Stress reduces GnRH and gonadotropin secretion in sheep, but the central mechanism for this suppressive effect is unknown. Gonadotropin-inhibitory hormone (GnIH) negatively regulates GnRH neurons and gonadotropes. Here, we measured activity of GnIH neurons and contact of GnIH fibers on GnRH neurons during either chronic “pseudostress” or acute stress in sheep. We also measured GnIH secretion into hypophysial portal blood during pseudostress and acute stress.
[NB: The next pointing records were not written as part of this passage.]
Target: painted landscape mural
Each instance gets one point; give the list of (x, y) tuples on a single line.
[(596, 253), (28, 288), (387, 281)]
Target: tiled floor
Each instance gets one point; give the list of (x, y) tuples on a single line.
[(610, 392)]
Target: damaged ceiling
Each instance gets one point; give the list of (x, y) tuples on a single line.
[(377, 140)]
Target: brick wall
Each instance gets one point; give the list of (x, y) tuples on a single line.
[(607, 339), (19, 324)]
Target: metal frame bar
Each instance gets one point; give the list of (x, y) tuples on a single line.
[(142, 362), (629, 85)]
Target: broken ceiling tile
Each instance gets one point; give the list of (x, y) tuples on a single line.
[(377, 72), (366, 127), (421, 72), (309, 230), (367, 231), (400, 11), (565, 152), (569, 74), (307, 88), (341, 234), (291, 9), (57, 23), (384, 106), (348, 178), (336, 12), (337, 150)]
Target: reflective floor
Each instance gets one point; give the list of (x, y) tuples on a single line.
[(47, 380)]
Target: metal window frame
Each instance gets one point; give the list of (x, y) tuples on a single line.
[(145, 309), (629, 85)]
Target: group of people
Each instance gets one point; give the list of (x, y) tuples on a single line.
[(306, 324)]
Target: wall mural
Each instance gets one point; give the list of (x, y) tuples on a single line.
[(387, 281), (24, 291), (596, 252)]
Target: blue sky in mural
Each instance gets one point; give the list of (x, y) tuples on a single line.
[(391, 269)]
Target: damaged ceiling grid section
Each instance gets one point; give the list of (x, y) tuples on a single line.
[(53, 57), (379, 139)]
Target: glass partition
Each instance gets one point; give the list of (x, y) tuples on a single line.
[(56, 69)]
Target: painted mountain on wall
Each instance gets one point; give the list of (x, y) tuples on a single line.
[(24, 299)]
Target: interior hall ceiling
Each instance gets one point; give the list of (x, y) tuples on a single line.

The pseudostress was daily im injections (0.5 mg) of Synacthen Depot (adrenocorticotropin) or vehicle for 4 weeks, which increased the GnIH cell number and gene expression/cell in the hypothalamus, measured by in situ hybridization. Double label immunohistochemistry showed that Synacthen Depot treatment increased the percentage of GnRH cells in close contact with GnIH fibers but did not alter GnIH levels in hypophysial portal blood. Acute stress protocols were either sequential audiovisual predator stress, followed by insulin-induced hypoglycemia, or a single challenge with lipopolysaccharide (iv). Both of these acute stressors activated a c-Fos response in GnIH cells and increased the contacts of GnIH fibers to GnRH cells. Neither acute stress protocol increased GnIH secretion into hypophysial portal blood. These data show that chronic pseudostress and acute stressors increase the function of GnIH cells as well as the degree to which GnIH cells may provide input to GnRH cells. Thus, GnIH cells may provide a central mechanism whereby stress compromises reproduction. Neither chronic pseudostress nor acute stress elevates secretion of GnIH into portal blood, but stress effects mediated by GnIH cells are directed towards GnRH cell bodies.